Living Together & Relationship Breakdown

Not everyone chooses to get married and whilst living together is very common, the law has not kept pace with the increase in numbers of cohabiting couples.

If you are considering living together with your partner Osprey Solicitors can help you draw up a cohabitation agreement setting out the agreements reached between you and your partner regarding your finances and children if you subsequently separate.

If you are not married but your relationship has broken down, it is important to obtain legal advice given that people still believe in the myth of ‘common law marriage’. The reality is that there are no legal rights for cohabiting couples who separate. You will have different options to married couples to in relation to property and finances.

One of the main concerns when a couple separates is the family home. Who will retain residence or ownership of the home. This is a complicated area of law and it can largely depend on how the home is owned. In some cases it is possible to claim a share of the property even where you are not a legal owner or if it can be proved that you have made a financial contribution to it.

Couples who are not married, or in a Civil Partnership, cannot claim maintenance from their former partner.

Where children are involved, the primary carer may claim maintenance costs from the other party. In most cases, an application for maintenance should be made to the Child Maintenance Service as the Court will only get involved with child maintenance in certain circumstances, for example, if the non-resident parent is living outside the UK.

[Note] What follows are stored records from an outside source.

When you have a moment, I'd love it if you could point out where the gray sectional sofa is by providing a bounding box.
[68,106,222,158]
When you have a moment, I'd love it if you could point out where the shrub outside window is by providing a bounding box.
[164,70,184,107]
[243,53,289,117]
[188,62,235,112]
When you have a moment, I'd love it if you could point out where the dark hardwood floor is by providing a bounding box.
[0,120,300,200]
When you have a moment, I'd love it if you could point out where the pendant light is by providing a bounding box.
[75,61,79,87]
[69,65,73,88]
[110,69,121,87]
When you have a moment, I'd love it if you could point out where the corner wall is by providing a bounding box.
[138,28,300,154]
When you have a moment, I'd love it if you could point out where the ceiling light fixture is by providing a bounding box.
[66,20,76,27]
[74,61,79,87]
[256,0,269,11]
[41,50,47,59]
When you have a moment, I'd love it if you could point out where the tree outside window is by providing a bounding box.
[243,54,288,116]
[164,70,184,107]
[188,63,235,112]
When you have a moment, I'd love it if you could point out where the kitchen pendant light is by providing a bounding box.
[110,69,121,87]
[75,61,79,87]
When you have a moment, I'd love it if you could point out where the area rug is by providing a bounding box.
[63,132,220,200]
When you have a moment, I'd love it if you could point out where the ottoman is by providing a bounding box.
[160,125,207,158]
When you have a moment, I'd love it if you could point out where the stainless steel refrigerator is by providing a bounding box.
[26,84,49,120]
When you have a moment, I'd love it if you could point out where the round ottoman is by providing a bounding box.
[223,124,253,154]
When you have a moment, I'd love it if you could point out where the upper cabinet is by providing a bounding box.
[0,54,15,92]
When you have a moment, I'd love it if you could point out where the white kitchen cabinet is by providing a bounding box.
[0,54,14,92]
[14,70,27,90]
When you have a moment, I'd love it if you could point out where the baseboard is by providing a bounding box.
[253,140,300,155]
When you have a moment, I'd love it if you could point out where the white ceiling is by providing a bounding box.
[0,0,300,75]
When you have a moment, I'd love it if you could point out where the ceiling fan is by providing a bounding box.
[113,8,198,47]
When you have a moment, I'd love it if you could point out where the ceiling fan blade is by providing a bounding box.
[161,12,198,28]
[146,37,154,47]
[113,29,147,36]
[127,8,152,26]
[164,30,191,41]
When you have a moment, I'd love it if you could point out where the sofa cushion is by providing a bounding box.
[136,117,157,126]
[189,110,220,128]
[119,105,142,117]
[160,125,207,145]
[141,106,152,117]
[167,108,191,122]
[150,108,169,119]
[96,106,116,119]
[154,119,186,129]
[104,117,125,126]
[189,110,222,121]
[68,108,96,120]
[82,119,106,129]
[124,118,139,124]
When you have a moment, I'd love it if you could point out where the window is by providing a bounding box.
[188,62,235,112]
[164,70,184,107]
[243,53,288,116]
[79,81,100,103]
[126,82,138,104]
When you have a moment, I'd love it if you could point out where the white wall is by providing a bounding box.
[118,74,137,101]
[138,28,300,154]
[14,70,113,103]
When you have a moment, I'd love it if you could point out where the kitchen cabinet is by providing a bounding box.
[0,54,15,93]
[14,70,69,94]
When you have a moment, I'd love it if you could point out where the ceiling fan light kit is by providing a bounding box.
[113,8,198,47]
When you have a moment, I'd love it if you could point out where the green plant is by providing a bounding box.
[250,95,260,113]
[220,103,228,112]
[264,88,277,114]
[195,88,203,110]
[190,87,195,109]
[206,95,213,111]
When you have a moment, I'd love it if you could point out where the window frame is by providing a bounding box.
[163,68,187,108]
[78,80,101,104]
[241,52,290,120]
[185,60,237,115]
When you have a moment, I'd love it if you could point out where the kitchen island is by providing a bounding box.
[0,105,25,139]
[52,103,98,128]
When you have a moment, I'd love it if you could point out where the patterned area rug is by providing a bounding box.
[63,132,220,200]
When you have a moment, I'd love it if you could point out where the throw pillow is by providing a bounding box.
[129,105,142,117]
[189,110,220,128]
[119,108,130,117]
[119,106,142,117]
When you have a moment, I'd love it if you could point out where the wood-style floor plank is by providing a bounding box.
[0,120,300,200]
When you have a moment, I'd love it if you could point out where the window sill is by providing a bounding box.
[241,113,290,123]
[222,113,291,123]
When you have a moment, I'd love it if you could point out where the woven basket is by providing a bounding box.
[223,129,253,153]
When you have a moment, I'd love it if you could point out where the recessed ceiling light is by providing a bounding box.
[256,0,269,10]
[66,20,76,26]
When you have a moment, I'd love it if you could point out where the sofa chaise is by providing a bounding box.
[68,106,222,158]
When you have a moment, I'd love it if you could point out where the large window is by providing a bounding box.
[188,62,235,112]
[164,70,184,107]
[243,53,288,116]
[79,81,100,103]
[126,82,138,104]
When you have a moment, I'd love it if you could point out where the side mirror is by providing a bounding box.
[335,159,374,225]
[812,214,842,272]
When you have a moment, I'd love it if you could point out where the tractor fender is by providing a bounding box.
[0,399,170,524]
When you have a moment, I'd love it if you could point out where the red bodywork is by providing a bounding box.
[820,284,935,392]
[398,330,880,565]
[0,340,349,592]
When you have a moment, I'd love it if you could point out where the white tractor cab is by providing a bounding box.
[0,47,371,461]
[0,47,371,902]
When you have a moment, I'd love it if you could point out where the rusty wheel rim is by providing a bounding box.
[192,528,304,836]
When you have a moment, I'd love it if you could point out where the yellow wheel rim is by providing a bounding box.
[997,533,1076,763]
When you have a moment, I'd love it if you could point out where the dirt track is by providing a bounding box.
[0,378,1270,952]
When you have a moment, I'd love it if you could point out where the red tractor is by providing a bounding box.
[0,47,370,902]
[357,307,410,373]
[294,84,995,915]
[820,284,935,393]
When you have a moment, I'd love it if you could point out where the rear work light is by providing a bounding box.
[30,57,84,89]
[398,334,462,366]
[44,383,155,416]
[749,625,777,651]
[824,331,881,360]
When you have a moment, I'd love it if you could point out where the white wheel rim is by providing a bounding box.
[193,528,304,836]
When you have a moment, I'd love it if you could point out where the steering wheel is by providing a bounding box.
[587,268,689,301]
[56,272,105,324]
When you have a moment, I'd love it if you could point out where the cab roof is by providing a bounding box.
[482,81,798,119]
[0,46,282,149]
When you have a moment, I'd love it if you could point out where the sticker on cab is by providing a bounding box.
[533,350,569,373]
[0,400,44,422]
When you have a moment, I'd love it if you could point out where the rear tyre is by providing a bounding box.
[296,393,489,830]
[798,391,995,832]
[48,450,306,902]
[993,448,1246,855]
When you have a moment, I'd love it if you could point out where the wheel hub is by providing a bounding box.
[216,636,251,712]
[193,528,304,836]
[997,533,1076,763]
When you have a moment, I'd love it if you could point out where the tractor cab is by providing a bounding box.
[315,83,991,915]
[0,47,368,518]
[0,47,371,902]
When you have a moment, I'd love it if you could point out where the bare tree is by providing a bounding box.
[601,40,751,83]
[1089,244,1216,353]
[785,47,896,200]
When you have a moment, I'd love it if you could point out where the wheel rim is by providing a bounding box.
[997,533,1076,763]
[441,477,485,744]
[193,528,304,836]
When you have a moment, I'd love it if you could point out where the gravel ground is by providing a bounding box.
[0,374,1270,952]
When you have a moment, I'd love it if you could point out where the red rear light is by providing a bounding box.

The resident parent may also be able to apply to the Court for help with the child related costs, or to claim for the transfer of a property to the primary carer until the child reaches 18 years old or has completed full time education.

If your partner dies without making a Will, you will not automatically inherit any part of their estate (as would be the case if you were married or in a Civil Partnership). It is therefore vital for cohabitants to make Wills reflecting their intentions. The same applies to Pensions. Whilst married couples may receive benefits on the death of a spouse, this is unlikely to be the case for un-married couples unless a specific nomination has been made.